Health-related quality-of-life data was collected in KEYNOTE‑868, but the data was not collected using the EQ‑5D. The company advised that it had been unable to find a suitable method for converting the data collected in KEYNOTE‑868 to EQ‑5D data. The company then assessed other sources of health-related quality-of-life data. It thought that the endometrial cancer subgroup of KEYNOTE‑158 was the most suitable source of health-related quality-of-life data. The company noted that, although it included only people with dMMR cancer and people who had had previous treatment, the endometrial cancer subgroup population of KEYNOTE‑158 aligned reasonably well with the population of KEYNOTE‑868. The resulting utility values were used for the all-comer population and were also used in the company's analysis of the dMMR and pMMR subgroups. The EAG was concerned about the small sample size of the endometrial cancer subgroup in KEYNOTE‑158 (the exact population size is considered confidential by the company so cannot be reported here). It noted that, because of the small sample size, the data has limited generalisability, is associated with wide confidence intervals and may under- or overestimate utility values. The EAG was also concerned that health-related quality-of-life data was collected only in people with dMMR cancer, and that people with pMMR cancer may have different utility values. At the committee meeting, a clinical expert advised that they were not aware of any evidence of differences in quality of life between people with dMMR and pMMR cancer. Another clinical expert advised that dMMR cancer would be expected to respond better to immunotherapy, so might have a higher utility value than pMMR cancer if both respond to treatment. The committee recalled its preference for analysing the data by MMR subgroup (see section 3.5). It thought that the company's choice of source for health-related quality-of-life data was the most suitable for the dMMR population, but was concerned that it would not adequately represent the pMMR population. So, the committee requested that the company and EAG explore sources for health-related quality-of-life data in people with pMMR cancer or justify using the KEYNOTE‑158 endometrial cancer subgroup health-related quality-of-life data in the pMMR population.
In response to the draft guidance consultation, the company presented evidence that suggested similar utility values between the dMMR and pMMR subgroups. This included a comparison of the all-comer population and pMMR subgroup (which was 84% of the all-comer population) from KEYNOTE‑775, which showed similar health-related quality-of-life results between the 2 groups. The company also provided an analysis from the RUBY study, which showed a slightly higher utility in the overall population than in the dMMR subgroup. It also used utility values from KEYNOTE‑B21, which became available after the first committee meeting. KEYNOTE‑B21 is a study of people with previously untreated, post-surgical, endometrial cancer. The company thought that the results for the disease-free health state were very similar between the dMMR and pMMR cohorts but noted that it was an earlier stage of cancer. The company also noted that the progressed-disease health state has a lower utility value than the progression-free state, so the impact of lower response rate in the pMMR subgroup is already accounted for in the model. The company noted that, in the long term, the progression-free health state will mostly comprise responders. So, it thought that dMMR utilities should still be reflective of people with pMMR cancer who remain progression free in the long term, because these are also people whose cancer had a good response to treatment. The company used health-related quality-of-life data from the pMMR subgroup in KEYNOTE‑B21 to derive utilities for the progression-free health state in the model. The company thought that the disease recurrence health state from KEYNOTE‑B21 was largely aligned with the model's progression-free health state. An equivalent of the progressed-disease health state was not available from KEYNOTE‑B21, so the company continued to use the value from KEYNOTE‑158 for the progressed-disease utility value.
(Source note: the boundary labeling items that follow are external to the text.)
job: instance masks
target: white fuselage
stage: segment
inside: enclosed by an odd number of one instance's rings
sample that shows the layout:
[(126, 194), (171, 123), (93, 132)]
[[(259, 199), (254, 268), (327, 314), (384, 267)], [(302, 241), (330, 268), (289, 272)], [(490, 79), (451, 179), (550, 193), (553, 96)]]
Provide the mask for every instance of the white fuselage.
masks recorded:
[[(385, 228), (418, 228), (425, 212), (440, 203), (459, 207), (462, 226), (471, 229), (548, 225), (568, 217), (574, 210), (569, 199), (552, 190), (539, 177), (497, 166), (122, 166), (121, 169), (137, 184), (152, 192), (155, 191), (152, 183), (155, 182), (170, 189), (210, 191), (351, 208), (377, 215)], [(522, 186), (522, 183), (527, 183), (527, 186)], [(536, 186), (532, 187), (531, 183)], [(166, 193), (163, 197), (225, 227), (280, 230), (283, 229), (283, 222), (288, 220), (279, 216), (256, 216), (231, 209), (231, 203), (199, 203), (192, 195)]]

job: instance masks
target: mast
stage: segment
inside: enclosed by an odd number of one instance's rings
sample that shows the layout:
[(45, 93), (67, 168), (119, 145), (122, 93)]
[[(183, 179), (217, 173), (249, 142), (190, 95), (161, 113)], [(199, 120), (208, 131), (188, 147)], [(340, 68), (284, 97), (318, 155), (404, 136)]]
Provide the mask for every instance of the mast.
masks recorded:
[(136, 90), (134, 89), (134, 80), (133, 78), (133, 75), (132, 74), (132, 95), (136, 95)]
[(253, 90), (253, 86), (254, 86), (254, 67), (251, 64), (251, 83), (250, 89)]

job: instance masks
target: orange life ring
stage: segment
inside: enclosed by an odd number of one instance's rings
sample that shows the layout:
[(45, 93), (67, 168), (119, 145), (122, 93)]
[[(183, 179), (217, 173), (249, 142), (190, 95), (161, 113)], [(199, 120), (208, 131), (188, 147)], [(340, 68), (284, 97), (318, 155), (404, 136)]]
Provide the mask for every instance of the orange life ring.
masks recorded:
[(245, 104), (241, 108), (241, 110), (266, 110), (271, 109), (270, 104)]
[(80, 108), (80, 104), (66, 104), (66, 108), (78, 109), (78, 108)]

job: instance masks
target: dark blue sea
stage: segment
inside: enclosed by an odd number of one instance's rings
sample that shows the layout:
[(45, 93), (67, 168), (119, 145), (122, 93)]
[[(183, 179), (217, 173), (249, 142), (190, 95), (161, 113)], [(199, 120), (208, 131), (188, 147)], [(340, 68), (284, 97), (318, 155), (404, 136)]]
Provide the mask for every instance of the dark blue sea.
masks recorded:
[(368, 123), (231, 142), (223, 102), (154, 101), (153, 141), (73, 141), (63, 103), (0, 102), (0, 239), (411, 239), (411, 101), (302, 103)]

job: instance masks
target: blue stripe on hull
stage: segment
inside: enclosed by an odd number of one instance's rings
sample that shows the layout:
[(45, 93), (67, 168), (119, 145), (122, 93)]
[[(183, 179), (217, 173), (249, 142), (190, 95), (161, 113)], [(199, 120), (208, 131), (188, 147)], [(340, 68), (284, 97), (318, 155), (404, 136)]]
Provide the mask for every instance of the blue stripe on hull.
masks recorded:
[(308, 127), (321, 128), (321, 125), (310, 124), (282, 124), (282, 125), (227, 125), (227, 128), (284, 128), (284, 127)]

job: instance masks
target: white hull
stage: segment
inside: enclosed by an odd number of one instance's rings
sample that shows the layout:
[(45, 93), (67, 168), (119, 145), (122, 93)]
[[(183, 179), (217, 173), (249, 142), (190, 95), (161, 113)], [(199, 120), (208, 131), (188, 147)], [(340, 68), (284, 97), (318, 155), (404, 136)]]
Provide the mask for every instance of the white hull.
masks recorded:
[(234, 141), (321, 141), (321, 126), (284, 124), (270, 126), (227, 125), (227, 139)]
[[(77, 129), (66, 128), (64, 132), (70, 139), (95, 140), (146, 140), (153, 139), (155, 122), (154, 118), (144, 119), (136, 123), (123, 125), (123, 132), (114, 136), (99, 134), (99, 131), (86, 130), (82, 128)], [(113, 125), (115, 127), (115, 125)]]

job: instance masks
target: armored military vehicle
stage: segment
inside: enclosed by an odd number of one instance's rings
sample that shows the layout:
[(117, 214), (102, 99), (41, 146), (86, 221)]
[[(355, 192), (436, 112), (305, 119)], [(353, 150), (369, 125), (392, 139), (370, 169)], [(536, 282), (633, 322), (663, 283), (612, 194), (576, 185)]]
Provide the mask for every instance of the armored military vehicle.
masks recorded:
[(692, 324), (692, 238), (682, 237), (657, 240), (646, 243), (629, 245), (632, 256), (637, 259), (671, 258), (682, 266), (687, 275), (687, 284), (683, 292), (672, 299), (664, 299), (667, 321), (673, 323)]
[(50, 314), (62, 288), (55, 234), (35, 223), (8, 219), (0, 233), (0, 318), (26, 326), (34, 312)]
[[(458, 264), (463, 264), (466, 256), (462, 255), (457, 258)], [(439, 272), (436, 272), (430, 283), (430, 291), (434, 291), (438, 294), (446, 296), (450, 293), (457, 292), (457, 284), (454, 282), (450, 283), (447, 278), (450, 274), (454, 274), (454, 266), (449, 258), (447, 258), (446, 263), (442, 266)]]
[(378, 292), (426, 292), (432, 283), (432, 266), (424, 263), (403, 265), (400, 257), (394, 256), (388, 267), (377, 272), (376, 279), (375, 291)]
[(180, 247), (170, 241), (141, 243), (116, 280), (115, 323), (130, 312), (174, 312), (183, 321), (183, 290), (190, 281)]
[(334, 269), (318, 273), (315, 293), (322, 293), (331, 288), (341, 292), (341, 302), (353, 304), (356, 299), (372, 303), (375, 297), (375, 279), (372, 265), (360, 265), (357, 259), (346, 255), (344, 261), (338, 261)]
The EAG had several concerns about the company's updated approach. It noted that the dMMR utility values from KEYNOTE‑B21 lack face validity, which may question the validity of the pMMR values. The EAG also thought that the people in the disease recurrence health state in KEYNOTE‑B21 were not identical to the starting population of KEYNOTE‑868, noting that they may have had different previous treatments and have different current treatments. The EAG also preferred not to mix the source of utility values for each health state without good justification. So, it preferred to maintain using KEYNOTE‑158 sourced utility values in its base case.
At the second committee meeting, the clinical expert advised that the trial population of KEYNOTE‑868 was dissimilar to the KEYNOTE‑B21 population. But, they expected dMMR and pMMR utility values to be different because the groups respond differently to treatment. The committee noted the clinical expert's view that dMMR and pMMR utility values are expected to be different. But, it was reassured by the evidence presented by the company that indicated that, within each health state, utility values between subgroups were similar. It also noted the limited impact on the cost-effectiveness results when using either the company's or the EAG's preferred approach. So, it agreed that using the KEYNOTE‑158 utilities for both subgroups in the progression-free and progressed-disease health states was the best available approach for estimating utility values in the model.